If, technically, you consider EPUB (and particularly EPUB3) digital books – as well as Kindle books – to be constrained, packaged web sites – or content bundles containing a variety of web expressions – then instead of a publisher conceiving of their books as assets to be addressed via an API as if they were inventory on a grocery shelf, it’s possible to bring to bear more lightweight tools for discovery and access. As is so often the case, lessons can be learned from the years of instruction offered by the maturation of plain old web site discovery standards, and by practices in the academic journal community.
Simple parables document this case. At the not-for-profit where I work, Hypothes.is, we’re working on building software to support annotation of web documents. One of the obvious challenges is to make sure that comments on one version of an item appear on a related version; the problem is akin to a reader wanting their comments on one edition of Huck Finn appearing on a second printing of that title, even if it has a different ISBN.
One of our contributors, Ed Summers of the Library of Congress, penned an excellent introduction to some of the core prescriptions, “Guidance for Web Publishers.” Substitute “ebook” for “web” and the utility is remarkably the same. The post should be instructive for a wide range of publishers.

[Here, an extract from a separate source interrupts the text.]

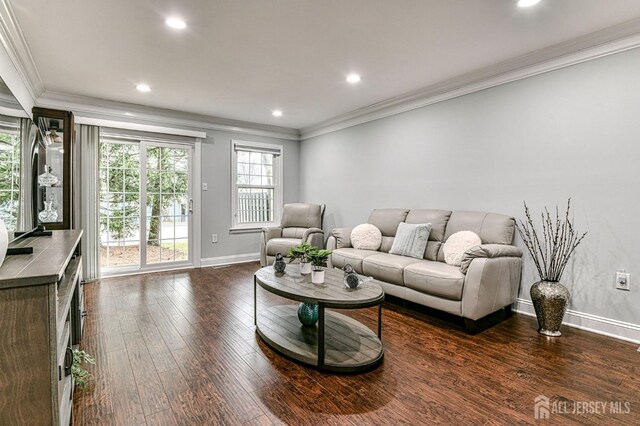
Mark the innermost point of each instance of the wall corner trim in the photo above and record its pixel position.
(229, 260)
(13, 41)
(591, 46)
(588, 322)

For example, consider a reader’s annotations or comments on a New York Times article; any comments penned in single page mode should appear on the paginated version, where an article spans by default two, three, or four separate web pages, even though the web URLs are different for each page. The Times makes this easy because they use a common standard promulgated by Google and other search engines called a “canonical url,” which is now an IETF RFC. Here’s one from a sample article that has two pages:
<link rel="canonical" href="http://www.nytimes.com/2013/06/12/world/europe/greece.html?pagewanted=all">
This line appears in both the paginated and full-text versions – it tells search engines to treat the canonical url as the one that “counts” for SEO, and it provides a common addressable location. Book publishers should be using canonical urls to highlight the url pointer for the book that they want to anchor not just SEO, but social commentary, online references in reviews, library catalogs, and other uses. This is true even if the book is not openly readable on the web: simply having a single “resource identifier” provides a anchorage that both software and users can point to in common. It is the equivalent of a post office’s standardized address.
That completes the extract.